Archaeologists believe a desert site in Jordan may contain the ruins of Shlomo HaMelech’s mines. Researchers using carbon dating techniques at Khirbat en-Nahas in southern Jordan discovered that copper production took place there around the time Shlomo HaMelech is said to have been king.
The research findings were reported in this week’s issue of the journal, Proceedings of the National Academy of Sciences, which came out Monday.
The fabled mines entered popular culture in 1885 with the publication in Great Britain of the bestselling “King Solomon’s Mines” by Sir H. Rider Haggard. In the book, adventurers in search of the mines find gold, diamonds and ivory. Since then, the mines have been the subject of much curiosity. Yet their possible location — and whether they exist at all — remains cloaked in mystery.
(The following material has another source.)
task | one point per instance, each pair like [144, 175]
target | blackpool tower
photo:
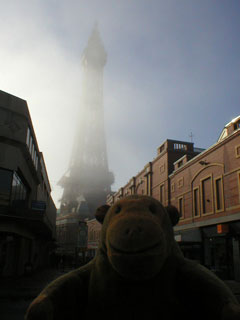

Thomas Levy of the University of California San Diego, who led the research, said carbon dating placed copper production at Khirbat en-Nahas (Arabic for ‘Ruins of copper”) in the 10th century — in line with historical dating of Shlomo HaMelech’s rule. “…This research represents a confluence between the archaeological and scientific data and the Bible,” Levy said in a university statement.
Khirbat en-Nahas is an arid region south of the Dead Sea, in Jordan’s Faynan district. Tanach identifies the area with the kingdom of Edom.
As early as the 1930s, archaeologists linked the site to the Edomite kingdom, but some of those claims were dismissed in subsequent years.
(Source: CNN)
3 Responses
Shlomo Hamelech lived During the first temple era, and therefore before the 1st century, the century count is based on the Death of Yushka
I hope this doesn’t encourage some radical zionists to invade Jordan.
#1, how is the point you are making related to the article? The article mentions the 10th century, which is obviously BCE.